In October 1598 James VI was convinced that Ogilvy had leaked or passed invented diplomat instructions to England purporting to be his directions for diplomats in Spain and at the Vatican. Elizabeth I had confronted the Scottish diplomat David Foulis with these disputed papers.

Ogilvy was questioned in March 1601, briefly imprisoned in Edinburgh Castle, and after going to Dunfermline to see the king, went into exile in England.

Ogilvie sent news of the Scottish court to Sir Robert Cecil in England, assuming the name "John Gibson". Ogilvy peppered his letters with Latin quotations from the classics. He refers to himself as "PO". He described the factions at court of the adherents of James VI and his wife Anne of Denmark. In May 1601, he reported that Anne of Denmark was angry with his brother-in-law, Sir Thomas Erskine because of jealousy, like Juno's after the Judgement of Paris, or because Erskine supported Sir George Home and Sir David Murray, who she counted as enemies.
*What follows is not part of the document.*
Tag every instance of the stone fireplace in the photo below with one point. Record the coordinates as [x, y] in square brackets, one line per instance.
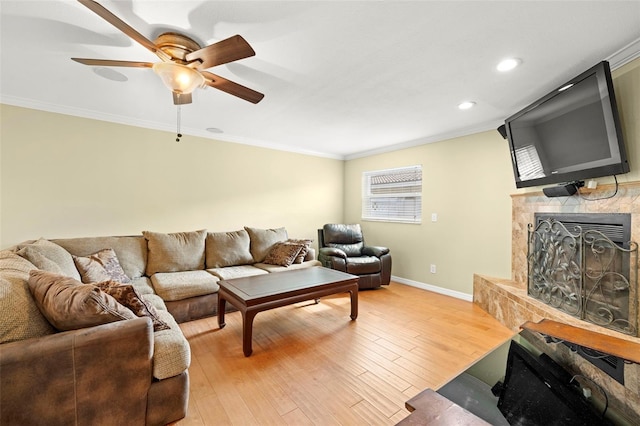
[580, 264]
[508, 299]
Ogilvy's troubles included a quarrel over property with his wife and father-in-law. He was staying in Northumberland with Oliver Ogle at Burradon and Causey Park.

He wrote to James VI referring to the meeting at Dunfermline, and claiming not to have had underhand dealings abroad.

John Ogilvy died in 1609.

== Marriage and children ==
John married Elizabeth Scrimgeour, a daughter of Sir James Scrimgeour, Constable of Dundee. John and Elizabeth appear to have had five daughters and four sons.
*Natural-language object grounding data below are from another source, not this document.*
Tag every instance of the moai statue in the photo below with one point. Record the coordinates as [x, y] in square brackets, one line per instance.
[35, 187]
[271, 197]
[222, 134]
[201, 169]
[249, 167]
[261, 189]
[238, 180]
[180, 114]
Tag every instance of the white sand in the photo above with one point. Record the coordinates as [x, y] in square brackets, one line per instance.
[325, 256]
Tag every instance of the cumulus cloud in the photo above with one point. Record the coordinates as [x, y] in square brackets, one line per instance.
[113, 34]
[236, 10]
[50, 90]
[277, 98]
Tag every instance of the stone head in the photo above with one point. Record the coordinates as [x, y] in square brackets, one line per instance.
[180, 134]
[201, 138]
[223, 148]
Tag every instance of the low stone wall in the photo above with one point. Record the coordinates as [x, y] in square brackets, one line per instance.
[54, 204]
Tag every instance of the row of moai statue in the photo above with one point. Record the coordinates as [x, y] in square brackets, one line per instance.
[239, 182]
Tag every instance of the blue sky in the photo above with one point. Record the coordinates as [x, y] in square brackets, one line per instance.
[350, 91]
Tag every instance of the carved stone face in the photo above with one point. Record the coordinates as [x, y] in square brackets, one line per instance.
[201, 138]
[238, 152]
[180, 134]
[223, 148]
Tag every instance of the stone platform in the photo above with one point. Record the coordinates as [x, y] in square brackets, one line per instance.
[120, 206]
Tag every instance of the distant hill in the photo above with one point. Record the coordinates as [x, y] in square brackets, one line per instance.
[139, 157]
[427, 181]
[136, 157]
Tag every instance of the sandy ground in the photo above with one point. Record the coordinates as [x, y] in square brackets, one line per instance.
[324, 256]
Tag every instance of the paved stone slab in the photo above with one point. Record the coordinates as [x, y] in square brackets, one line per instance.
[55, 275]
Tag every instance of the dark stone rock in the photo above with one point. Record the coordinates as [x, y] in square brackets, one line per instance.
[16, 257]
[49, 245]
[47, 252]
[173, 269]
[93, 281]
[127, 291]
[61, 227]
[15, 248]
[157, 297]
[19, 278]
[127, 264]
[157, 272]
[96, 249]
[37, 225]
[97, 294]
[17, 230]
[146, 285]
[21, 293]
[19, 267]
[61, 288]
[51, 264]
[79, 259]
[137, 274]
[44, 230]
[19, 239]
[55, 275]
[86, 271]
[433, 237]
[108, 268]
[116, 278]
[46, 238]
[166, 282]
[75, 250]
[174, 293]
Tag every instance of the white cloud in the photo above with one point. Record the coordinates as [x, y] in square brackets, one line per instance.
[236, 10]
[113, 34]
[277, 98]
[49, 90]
- Margaret Ogilvy, who married Sir Duncan Campbell, 4th Laird of Glenlyon
- Isobel Ogilvy, who married Kenneth Mackenzie, First Lord Mackenzie Kintail
- Gilbert Ogilvy of Powrie - died without issue
- Magdalen Ogilvy married David Ogilvy of Bellaty, first son of David Ogilvy of Bellaty
- Thomas Ogilvy of Powrie, who married Margaret Herriot. He left no surviving male heir on his death about 1660, so he was the last Ogilvy of that Ilk holding the lands from which the family took its name and had held from 1172.
- Sibilla Ogilvy, who married (1) John Butter, (2) Sir John Falconer, Master of the Scottish Mint, who was the younger brother of Sir Alexander Falconer, 1st Lord Falconer of Halkerton.
- Elizabeth Ogilvy, who married James Ogilvy, second son of David Ogilvy of Bellaty
- James Ogilvy, he was witness to his brother Thomas's served heir to his grandfather, Sir Gilbert Ogilvy, on 24 Feb 1617. Little else is known about him.
- Kenneth Ogilvy, mentioned in his mother's testament in 1613 but probably died young.